The Nintendo Wii holds an unique honour in my gaming lifetime. It’s the only console I’ve ever sold – twice – while its been in the middle of its life. There’s has been no other console that has left me feeling so totally angry and ambivalent about its core mission and design. The lack of HD, the foggy motion controls, the dry spells between Mario and Zelda games filled with tumbleweeds; it was something that I just new I wouldn’t able to connect with. I bought two Wiis and sold them both, head shaking harder the second time for believing that there might have been some redeeming long-term feature I’d missed.
However, the Wii may not have had the longevity I required but it did have one thing that was unbeatable. So good, in fact, that it was the prime reason for my purchase each time I threw money at it. Because, as it turned out, there really ain’t no party like a Wii Bowling party.
Forming part of Wii Sports, the fantastic collection of mini-games that came bundled with every Wii, Bowling was a typical Nintendo launch concept designed to show off the fantastic nature of their new machine. Remember, as ubiquitous as it may seem now, motioned-controlled gaming was far-fetched at the time. In fact, the reveal of the controller left heads scratching; a D-Pad and two buttons? Could that even work? The early demonstrations, though, were magical. The Wii matched its prerelease codename of Revolution and seemed to finally cross the divide between console accessibility and mouse-and keyboard preciseness.
In hindsight, we now know this was not the case, but we can also see how expertly Nintendo pulled this initial trick off. All of the sports in Wii Sports used cunning smoke-and-mirrors to make their one key action seem intuitive and freeing. Tennis‘ large timed slide swipe (with no need to worry about character movement), Golf‘s large swipe forward, Boxing‘s twin timed pushes (using the linked Remote and Nunchuck in tandem), Baseball‘s huge timed swing, Bowling‘s large underarm arc; wide-open timing windows and massive gestures being the order of the day. However, each is perfectly realised with the kind of simple design that Nintendo has become famous for.
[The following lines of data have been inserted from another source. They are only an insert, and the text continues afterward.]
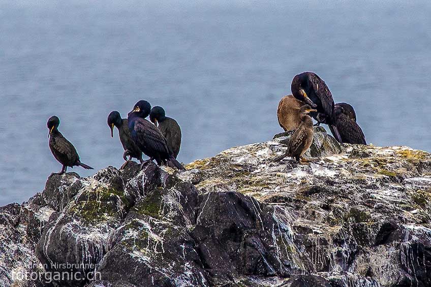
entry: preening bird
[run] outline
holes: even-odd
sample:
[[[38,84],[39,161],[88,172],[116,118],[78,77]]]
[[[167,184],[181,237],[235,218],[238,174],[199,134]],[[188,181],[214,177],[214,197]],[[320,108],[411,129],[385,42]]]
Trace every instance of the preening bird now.
[[[356,123],[356,115],[353,107],[346,103],[335,105],[337,127],[342,142],[349,144],[366,144],[365,135]]]
[[[124,149],[123,158],[127,162],[127,156],[129,156],[129,161],[135,158],[142,163],[142,152],[132,139],[130,131],[129,130],[129,122],[127,118],[121,118],[120,113],[117,111],[111,112],[108,116],[108,125],[111,129],[111,137],[114,137],[114,126],[116,126],[118,130],[118,136],[120,141]]]
[[[335,139],[342,142],[335,126],[334,100],[325,82],[314,73],[306,72],[293,78],[291,88],[293,97],[317,110],[310,116],[317,121],[318,125],[320,123],[327,124]]]
[[[55,159],[63,165],[58,174],[65,173],[68,167],[73,168],[74,166],[79,166],[85,169],[94,169],[80,161],[79,156],[75,147],[58,131],[59,124],[60,119],[56,116],[49,118],[47,123],[49,130],[49,134],[48,135],[49,137],[49,148]]]
[[[174,157],[166,145],[166,139],[160,130],[145,119],[149,115],[151,105],[146,101],[140,101],[129,113],[129,129],[132,139],[144,154],[149,157],[141,165],[141,168],[149,161],[156,160],[162,164],[181,171],[185,171],[181,164]]]
[[[312,109],[309,105],[304,105],[301,107],[299,110],[301,114],[301,123],[299,124],[299,126],[293,133],[289,141],[287,151],[283,155],[274,160],[274,162],[281,161],[286,156],[291,156],[297,162],[307,161],[302,155],[311,146],[314,134],[313,120],[307,114],[316,111],[316,110]]]
[[[295,130],[301,123],[299,110],[305,103],[295,99],[291,94],[284,97],[279,103],[277,117],[279,123],[285,132]]]
[[[181,129],[178,122],[172,118],[167,117],[162,107],[153,107],[149,113],[149,120],[159,127],[166,139],[168,148],[176,158],[181,147]]]

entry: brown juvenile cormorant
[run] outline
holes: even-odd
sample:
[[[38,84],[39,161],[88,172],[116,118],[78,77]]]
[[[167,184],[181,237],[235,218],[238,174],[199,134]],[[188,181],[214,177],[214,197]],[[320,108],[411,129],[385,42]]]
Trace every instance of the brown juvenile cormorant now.
[[[317,112],[310,113],[317,121],[317,125],[320,123],[327,124],[335,139],[341,142],[335,126],[334,100],[325,82],[314,73],[306,72],[293,78],[291,88],[293,97],[317,110]]]
[[[279,103],[277,117],[279,123],[285,132],[295,130],[301,123],[299,109],[305,103],[295,99],[291,94],[285,96]]]
[[[60,119],[56,116],[52,116],[48,120],[47,125],[49,130],[49,148],[54,157],[63,165],[61,171],[58,174],[66,172],[68,167],[73,168],[74,166],[81,166],[85,169],[94,169],[84,165],[79,161],[79,156],[75,147],[67,140],[58,131]]]
[[[337,107],[342,107],[344,109],[344,113],[347,115],[347,116],[351,119],[356,121],[356,113],[355,112],[353,107],[347,103],[337,103],[335,104],[334,109],[336,109]]]
[[[283,155],[274,160],[274,162],[281,161],[286,156],[291,156],[297,162],[300,160],[307,161],[302,155],[310,148],[313,142],[314,131],[313,129],[313,120],[308,113],[316,112],[309,105],[301,107],[299,112],[301,114],[301,123],[293,133],[287,146],[287,151]]]
[[[178,123],[174,119],[167,117],[163,108],[159,106],[151,109],[149,120],[162,132],[166,139],[168,148],[176,158],[181,146],[181,129]]]
[[[111,129],[111,136],[114,137],[114,126],[116,126],[118,130],[118,135],[120,141],[124,149],[122,157],[127,162],[127,156],[129,156],[129,161],[135,158],[142,163],[142,152],[130,137],[130,131],[129,130],[129,123],[127,118],[121,118],[120,113],[117,111],[111,112],[108,116],[108,125]]]
[[[129,113],[129,129],[133,139],[144,154],[149,157],[141,165],[141,168],[150,161],[156,160],[160,166],[162,164],[179,170],[186,169],[178,162],[172,151],[166,145],[166,139],[160,130],[145,119],[149,115],[151,105],[146,101],[140,101],[133,110]]]
[[[356,123],[356,115],[352,106],[345,103],[337,104],[335,105],[335,125],[342,142],[366,144],[362,130]]]

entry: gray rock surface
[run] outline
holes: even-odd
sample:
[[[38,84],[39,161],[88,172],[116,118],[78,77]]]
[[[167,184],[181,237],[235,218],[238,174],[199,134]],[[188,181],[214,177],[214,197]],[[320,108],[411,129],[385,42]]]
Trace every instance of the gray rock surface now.
[[[431,285],[431,155],[315,132],[304,165],[272,162],[288,133],[181,174],[52,174],[0,208],[0,285]]]

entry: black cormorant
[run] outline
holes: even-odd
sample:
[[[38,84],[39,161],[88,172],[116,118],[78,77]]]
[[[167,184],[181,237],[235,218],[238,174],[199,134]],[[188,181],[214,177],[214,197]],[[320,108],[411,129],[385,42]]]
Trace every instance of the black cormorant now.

None is greater evidence of this than Bowling. Using the Wii Remote’s trigger as a grip analogue for your virtual ball, it has you swinging directly into the screen and watching your ball then sliding its way down the lane to glory. Curve can be added with a twist of the wrist and each resulting spare and strike is met with congratulatory fireworks. What elevates it to the top of the Sports list is how fast each turn takes, making it the absolutely perfect pass-and-play multiplayer party game. Such is the accessibility of the title that, for a brief moment, the barriers between video games and the rest of your family is lifted ceremoniously to reveal the promise of total group interaction. Just like with real bowling, when you’re not playing you’re just as engaged with others’ techniques and your various methods of distraction to disrupt them. It’s a wonderful, beautiful moment when it all comes together. If only the rest of the Wii’s catalogue had focussed more on doing so much less.
But, no. As it turns out, the Wii’s launch title remained the best reason to buy the console up until its discontinuation earlier this year. In fact, as excited as I am to play Wind Waker HD and Super Mario 3D World on my shiny new Wii U on Christmas Day, I’ll also be sure to grab a Wiimote as Wii Sports has been resurrected as individual downloadable games for Nintendo’s new console. And at Christmas time, there isn’t a better game to have around than Bowling.